The electronic transport characteristics in wide band-gap nitrogen vacancy diamond/Si hetero-structure using Raman spectrum

Abstract

Abstract The negative charged nitrogen vacancy center in diamond is ideal sensitive detectors for quantum measure applications. Raman active phonon and inelastic light scattering in face-centered cubic diamond/Si(1 0 0) films were primarily studies by Raman spectra in various scattering configurations and NV concentration. The fabricated diamond (1 0 0) thin films were successfully epitaxial grown on Si(1 0 0) substrate using MPCVD. The Raman scattering spectrum of diamond/Si(1 0 0) hetero-structure with different thickness nanostructure is present to investigate spin orbital transport dynamics of phase transition.

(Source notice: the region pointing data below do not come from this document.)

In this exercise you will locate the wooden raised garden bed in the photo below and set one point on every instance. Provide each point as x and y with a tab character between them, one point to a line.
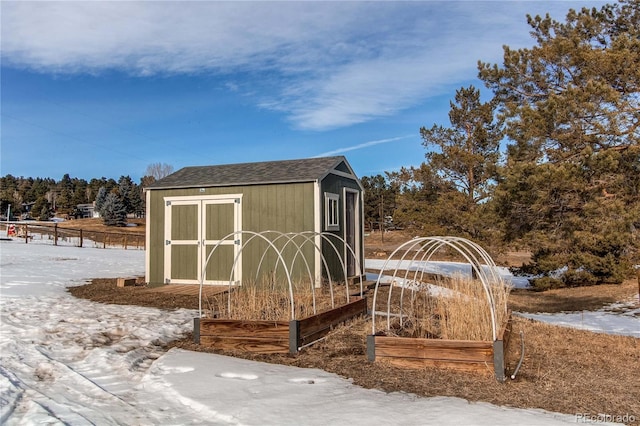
273	336
461	355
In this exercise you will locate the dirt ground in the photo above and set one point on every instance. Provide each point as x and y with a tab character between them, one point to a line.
564	370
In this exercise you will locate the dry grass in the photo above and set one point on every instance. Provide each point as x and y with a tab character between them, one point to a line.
564	370
573	299
455	308
269	302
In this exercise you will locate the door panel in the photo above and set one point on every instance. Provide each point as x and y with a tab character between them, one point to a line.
184	224
184	264
193	227
351	230
220	221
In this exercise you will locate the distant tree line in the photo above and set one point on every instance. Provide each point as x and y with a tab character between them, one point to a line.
566	182
41	198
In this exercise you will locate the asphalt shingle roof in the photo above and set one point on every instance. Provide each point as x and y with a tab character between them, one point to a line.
305	170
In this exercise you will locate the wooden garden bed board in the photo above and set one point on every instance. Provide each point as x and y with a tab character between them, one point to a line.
461	355
272	336
316	326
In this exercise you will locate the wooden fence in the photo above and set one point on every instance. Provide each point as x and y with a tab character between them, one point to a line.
57	235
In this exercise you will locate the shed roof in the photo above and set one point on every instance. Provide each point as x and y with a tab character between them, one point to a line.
267	172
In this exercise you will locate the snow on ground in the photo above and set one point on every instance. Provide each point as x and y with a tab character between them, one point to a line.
616	318
70	361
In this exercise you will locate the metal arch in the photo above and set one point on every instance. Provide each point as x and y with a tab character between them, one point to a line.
308	236
468	249
254	235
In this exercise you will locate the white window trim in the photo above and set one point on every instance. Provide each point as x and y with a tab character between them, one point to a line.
331	211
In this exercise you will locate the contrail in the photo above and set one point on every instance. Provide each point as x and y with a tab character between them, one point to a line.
362	145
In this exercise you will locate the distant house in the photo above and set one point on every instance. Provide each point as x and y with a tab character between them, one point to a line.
27	208
86	211
198	208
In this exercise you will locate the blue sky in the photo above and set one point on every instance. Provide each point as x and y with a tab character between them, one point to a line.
106	88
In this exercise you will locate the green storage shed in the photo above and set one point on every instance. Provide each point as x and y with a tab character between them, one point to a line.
223	208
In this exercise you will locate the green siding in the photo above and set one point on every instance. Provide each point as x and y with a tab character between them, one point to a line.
219	219
282	207
182	227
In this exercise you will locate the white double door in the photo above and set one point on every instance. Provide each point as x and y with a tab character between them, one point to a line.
194	228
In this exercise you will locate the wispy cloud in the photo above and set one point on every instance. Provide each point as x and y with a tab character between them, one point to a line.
362	145
323	64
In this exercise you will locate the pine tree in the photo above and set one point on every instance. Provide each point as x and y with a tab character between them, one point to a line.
465	155
571	103
113	211
101	197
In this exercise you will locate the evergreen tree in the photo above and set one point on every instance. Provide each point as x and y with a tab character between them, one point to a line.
100	200
466	156
379	199
571	103
114	212
129	194
417	203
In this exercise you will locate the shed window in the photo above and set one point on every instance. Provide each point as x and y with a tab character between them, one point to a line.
331	217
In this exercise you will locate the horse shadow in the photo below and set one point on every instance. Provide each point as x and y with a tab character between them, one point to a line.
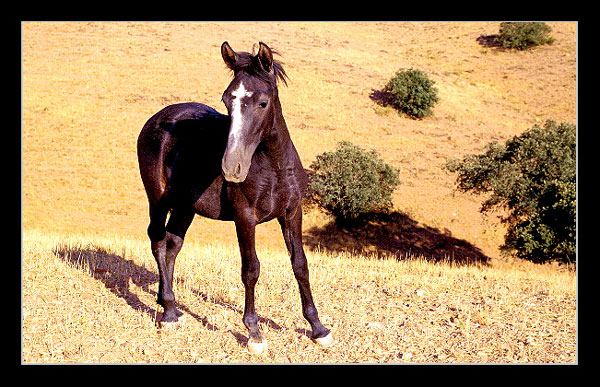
117	274
393	234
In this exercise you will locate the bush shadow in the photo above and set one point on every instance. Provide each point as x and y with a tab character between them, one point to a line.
393	234
117	274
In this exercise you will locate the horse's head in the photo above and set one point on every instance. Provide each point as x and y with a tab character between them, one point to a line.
251	99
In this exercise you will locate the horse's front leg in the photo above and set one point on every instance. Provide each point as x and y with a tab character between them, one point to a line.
165	252
250	272
291	226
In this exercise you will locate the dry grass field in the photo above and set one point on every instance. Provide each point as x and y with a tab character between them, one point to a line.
89	281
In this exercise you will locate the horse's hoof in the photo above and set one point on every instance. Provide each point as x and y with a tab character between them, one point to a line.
171	325
326	341
257	347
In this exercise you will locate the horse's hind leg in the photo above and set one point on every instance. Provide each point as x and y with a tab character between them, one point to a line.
165	252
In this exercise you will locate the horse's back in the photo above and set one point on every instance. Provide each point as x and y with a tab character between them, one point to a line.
173	137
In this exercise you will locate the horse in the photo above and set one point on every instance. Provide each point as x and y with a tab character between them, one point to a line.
240	167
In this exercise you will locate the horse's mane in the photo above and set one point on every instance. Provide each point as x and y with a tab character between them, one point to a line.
250	64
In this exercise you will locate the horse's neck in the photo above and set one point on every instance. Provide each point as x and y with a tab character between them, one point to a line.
279	150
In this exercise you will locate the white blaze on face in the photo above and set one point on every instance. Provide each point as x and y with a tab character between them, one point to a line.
237	120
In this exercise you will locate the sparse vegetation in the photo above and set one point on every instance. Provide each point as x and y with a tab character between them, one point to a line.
412	92
533	177
93	300
88	276
352	181
524	35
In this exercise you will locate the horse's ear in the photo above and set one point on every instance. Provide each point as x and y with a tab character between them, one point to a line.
265	55
229	56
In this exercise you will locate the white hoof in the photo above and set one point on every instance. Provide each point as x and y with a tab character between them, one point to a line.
256	347
326	341
172	325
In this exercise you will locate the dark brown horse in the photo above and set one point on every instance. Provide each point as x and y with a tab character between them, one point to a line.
240	167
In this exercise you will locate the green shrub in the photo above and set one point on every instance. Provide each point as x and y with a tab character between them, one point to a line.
412	93
533	176
352	181
524	35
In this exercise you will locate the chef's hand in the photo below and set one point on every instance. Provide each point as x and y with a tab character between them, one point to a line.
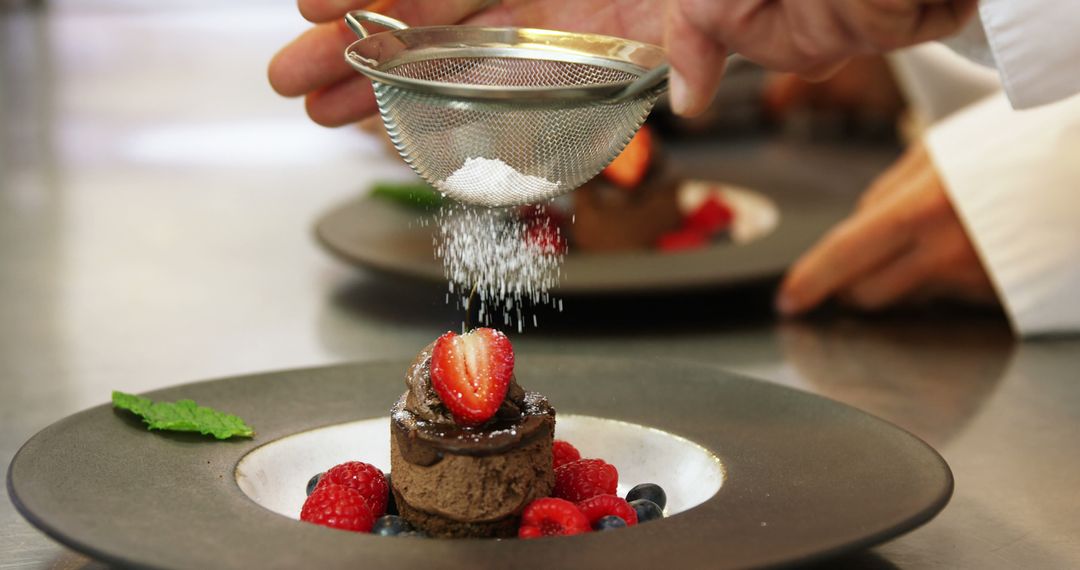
809	37
903	243
312	65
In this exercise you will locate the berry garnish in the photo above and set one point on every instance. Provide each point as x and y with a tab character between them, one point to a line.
646	510
391	526
312	483
337	506
602	505
564	452
362	477
583	478
648	490
609	523
552	517
712	216
471	374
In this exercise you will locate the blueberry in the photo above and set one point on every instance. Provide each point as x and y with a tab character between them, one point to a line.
647	510
609	523
313	482
391	502
391	526
648	490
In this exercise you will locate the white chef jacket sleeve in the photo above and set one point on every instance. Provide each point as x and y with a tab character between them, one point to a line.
1014	179
1036	48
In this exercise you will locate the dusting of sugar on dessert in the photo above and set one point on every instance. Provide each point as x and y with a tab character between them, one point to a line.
509	263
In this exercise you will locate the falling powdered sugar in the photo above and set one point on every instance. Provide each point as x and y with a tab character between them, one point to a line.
493	182
497	256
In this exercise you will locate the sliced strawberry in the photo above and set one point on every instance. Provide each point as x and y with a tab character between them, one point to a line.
712	216
547	236
629	168
471	374
683	240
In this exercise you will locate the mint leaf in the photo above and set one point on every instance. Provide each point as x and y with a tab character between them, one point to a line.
183	416
416	195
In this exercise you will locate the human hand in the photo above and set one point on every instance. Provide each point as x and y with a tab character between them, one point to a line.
903	243
313	66
809	37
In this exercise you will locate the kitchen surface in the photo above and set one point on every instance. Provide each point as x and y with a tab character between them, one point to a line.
157	212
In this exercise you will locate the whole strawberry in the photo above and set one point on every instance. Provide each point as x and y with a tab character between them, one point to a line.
584	478
602	505
563	452
552	517
364	478
337	506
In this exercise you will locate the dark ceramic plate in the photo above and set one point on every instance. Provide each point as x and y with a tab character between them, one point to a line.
813	187
805	477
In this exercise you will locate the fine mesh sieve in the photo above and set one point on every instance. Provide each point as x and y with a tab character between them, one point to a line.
500	117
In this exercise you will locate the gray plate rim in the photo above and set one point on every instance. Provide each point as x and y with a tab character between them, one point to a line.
287	395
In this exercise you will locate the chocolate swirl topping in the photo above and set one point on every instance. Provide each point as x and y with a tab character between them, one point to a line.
426	430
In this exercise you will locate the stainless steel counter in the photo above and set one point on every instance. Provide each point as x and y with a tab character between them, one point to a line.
154	228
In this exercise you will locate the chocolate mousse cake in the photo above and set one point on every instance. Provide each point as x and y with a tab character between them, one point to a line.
469	447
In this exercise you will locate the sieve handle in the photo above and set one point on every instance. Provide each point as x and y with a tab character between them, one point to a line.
353	19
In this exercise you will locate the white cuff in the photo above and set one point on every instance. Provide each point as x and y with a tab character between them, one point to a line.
1036	46
1014	179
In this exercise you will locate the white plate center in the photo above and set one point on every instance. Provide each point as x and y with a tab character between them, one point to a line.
275	475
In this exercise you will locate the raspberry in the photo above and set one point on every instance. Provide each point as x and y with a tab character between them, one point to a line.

Diamond hetero-junction experiments were carried out at different conditions such as temperature range of 15–300 K and concentration of NV. The results show a strong peak at 1332 cm−1 of D mode indicates the E2g of diamond, as well as the peak 1550 cm−1 of a broad band F2g symmetry G mode which corresponds to the nano-diamond. The disordered graphitic carbon is formed by disordered SP2 hybridization. The 1132 cm−1 and 1480 cm−1 are corresponding with hydrogen bonding within film grain boundaries. The transfer of diamond sp2 content extracted from C C peak and converted to the sp3 spin related effect. The diamond/Si(1 0 0) PDOS indicated the spin-related couple of SP3, and p and d orbital hybridization. The research leads to a better understanding of the Raman active spectra and inelastic light scattering of diamond/Si(1 0 0) films and offers guidelines for better orbital hybridization material design in deep ultra-violet photo-sensor, gyroscopes, field effect transistors (FET) using diamond hetero-structure and high-k oxide gate structure, magnetometer, thermometer, and optical switching micro-electromechanical system (MEMS) devices.